Figure 1. A complex pattern which many people can recognize (From Myers 1987, p. 26)

In case you see it as random blotches, it is not; the pattern is a picture of a dalmation (right) sniffing the ground (center). Context and predictions are important in shaping our perceptions. Someone who had never seen a dog before would probably have difficulty recognizing the pattern; someone expecting to see a dog would probably have much less difficulty. “Well-known and expected patterns are more readily recognized than unfamiliar ones. Assumptions and predictions characterize most human perceiving” (Kolers 1968, pp. 15-16). Analyzing patterns requires selective systems which can categorize input. Classification of stimuli is an extremely important human function, since this task forms the basis of perception. Categorization has three basic conditions (Edelman 1982):

1. Recognition of similarities among things in the same class
2. Recognition of differences among things in different classes
3. Recognition of differences among things in the same class

Recognition frequently requires surprisingly broad generalizations, since categories are often very difficult to confine to explicit rules; for example, can you define the properties of a table necessary and sufficient to classify it as such? Exceptions can be found for almost any rule. One early theory of pattern recognition describes the template. Using a template involves matching a pre-defined pattern (the template) directly with the pattern to be tested. The new pattern is compared with many existing templates to see if a match exists. A template has a rigid structure which requires similarity to a test pattern in a most basic, physical form to constitute an instance of recognition. Although it seems that the sensory store can be used for a rapid template match under certain conditions (Reed 1982), pattern recognition almost certainly involves other processes, too. There is overwhelming evidence–the phenomenon of depth perception, reconstruction of information missing from the eye’s blind spot, and a history of research–which suggests that simple image transmission and template-matching are not the only components of pattern recognition. Cortical representation and perceptual experience “are highly recoded abstractions from the retinal image” (Kolers 1968, p. 9).

A popular alternative to the use of templates involves examining some set of features of the input. Examples of physical features include right angles and closed curves. Living systems are known to have feature detectors (Klatzky 1980): people are slower to differentiate two letters if they both contain curves or if they both contain only straight lines (Reed 1982).
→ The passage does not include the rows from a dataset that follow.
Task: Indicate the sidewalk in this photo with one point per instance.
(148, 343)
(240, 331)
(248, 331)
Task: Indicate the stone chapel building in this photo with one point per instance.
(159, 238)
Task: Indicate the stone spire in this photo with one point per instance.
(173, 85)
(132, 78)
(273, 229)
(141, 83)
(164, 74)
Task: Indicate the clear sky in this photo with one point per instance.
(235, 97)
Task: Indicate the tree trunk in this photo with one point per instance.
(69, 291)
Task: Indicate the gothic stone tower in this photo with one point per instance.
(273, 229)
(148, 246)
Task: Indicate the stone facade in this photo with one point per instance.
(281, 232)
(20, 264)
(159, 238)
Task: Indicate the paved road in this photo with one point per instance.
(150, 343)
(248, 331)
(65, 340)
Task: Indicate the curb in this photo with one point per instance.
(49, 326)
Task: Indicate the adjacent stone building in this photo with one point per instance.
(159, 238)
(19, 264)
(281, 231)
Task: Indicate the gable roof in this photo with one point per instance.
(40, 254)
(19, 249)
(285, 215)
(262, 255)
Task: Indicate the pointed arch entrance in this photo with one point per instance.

Cats offer additional evidence for feature detectors: their visual systems have cells which respond to objects having very specific features: some cells respond only to vertical lines, while others respond to horizontal lines, moving lines, or lines of specific lengths.
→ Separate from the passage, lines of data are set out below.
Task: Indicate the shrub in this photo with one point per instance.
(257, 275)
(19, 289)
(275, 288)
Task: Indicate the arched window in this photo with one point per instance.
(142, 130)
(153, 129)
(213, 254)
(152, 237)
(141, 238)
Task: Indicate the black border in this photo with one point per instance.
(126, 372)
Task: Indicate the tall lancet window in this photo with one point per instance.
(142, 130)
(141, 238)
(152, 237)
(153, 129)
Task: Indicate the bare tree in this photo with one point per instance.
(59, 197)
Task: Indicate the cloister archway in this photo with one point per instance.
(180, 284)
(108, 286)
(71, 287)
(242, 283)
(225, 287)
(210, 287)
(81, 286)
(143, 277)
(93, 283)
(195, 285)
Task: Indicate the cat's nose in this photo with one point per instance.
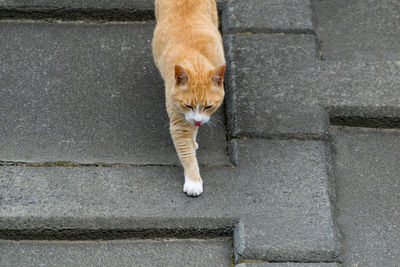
(196, 123)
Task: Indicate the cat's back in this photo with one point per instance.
(187, 25)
Yet another aspect of pattern recognition is the structural theory. A structural description of a pattern is a description of how the lines or features of the pattern are joined to each other. Structural descriptions seem to be important in human pattern recognition. Furthermore, there seem to be predominant ways of organizing features of a pattern (Reed 1982), but it is difficult to analyze and formalize these ways, since they are so complex, and involve so many different situations. For example, how do you know that the following figure represents two objects, and not three?

The answer involves a structural theory, that is, a statement about how different portions of the pattern are related to each other.
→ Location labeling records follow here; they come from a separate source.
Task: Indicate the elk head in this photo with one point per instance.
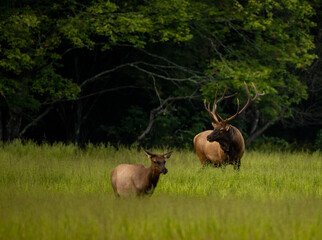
(158, 161)
(224, 132)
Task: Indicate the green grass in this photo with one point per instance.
(61, 192)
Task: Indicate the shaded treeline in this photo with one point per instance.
(129, 72)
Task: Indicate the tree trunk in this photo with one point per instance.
(257, 133)
(13, 126)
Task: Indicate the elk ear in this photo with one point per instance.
(149, 155)
(167, 155)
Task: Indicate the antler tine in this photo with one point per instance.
(257, 94)
(212, 114)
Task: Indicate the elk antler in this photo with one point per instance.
(248, 101)
(214, 107)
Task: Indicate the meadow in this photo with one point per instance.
(62, 192)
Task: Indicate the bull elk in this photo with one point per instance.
(225, 144)
(136, 179)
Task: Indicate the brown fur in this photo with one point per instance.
(225, 144)
(136, 179)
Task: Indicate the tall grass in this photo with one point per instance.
(61, 192)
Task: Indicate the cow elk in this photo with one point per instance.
(137, 180)
(225, 144)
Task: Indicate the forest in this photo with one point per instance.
(137, 72)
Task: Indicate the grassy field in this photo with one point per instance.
(61, 192)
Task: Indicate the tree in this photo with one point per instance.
(29, 74)
(265, 42)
Human pattern recognition probably involves a combination of each of the three theories mentioned above: templates, features, and structural descriptions. It is quite possible that any one theory dominates at a particular point in the process–for example, templates are created in the visual store–and recognition occurs as a result of the complete chain of processing.

The Experiment

Development

I set out to design a system which would recognize hand-drawn upper-case letters produced in a variety of styles by a variety of writers. I reviewed the many proposed methods and theories of pattern recognition, some of which have been tested.

The template-based method has obvious drawbacks: unless a standard style of print were adopted, each style would require a different template. This would not be practical for recognizing hand-drawn characters, which show continuous variation, even for a single writer. Extracting some set of features from the patterns seems like an appealing alternative with an established cognitive basis. By using this characteristic–the feature detector–in a cognitive system, one can better model actual living systems, and perhaps achieve some interesting and significant results.

Examining features of characters can also solve many common problems with variation in style. A popular technique involves mimicking, in a crude way, living visual systems by detecting the presence of certain patterns, such as , , and . An example of a set of features (Reed 1982, p. 19) that could be used in a character recognition system is shown in Table 1, below.

Table 1. A set of features of upper-case letters (From Reed 1982, p. 19)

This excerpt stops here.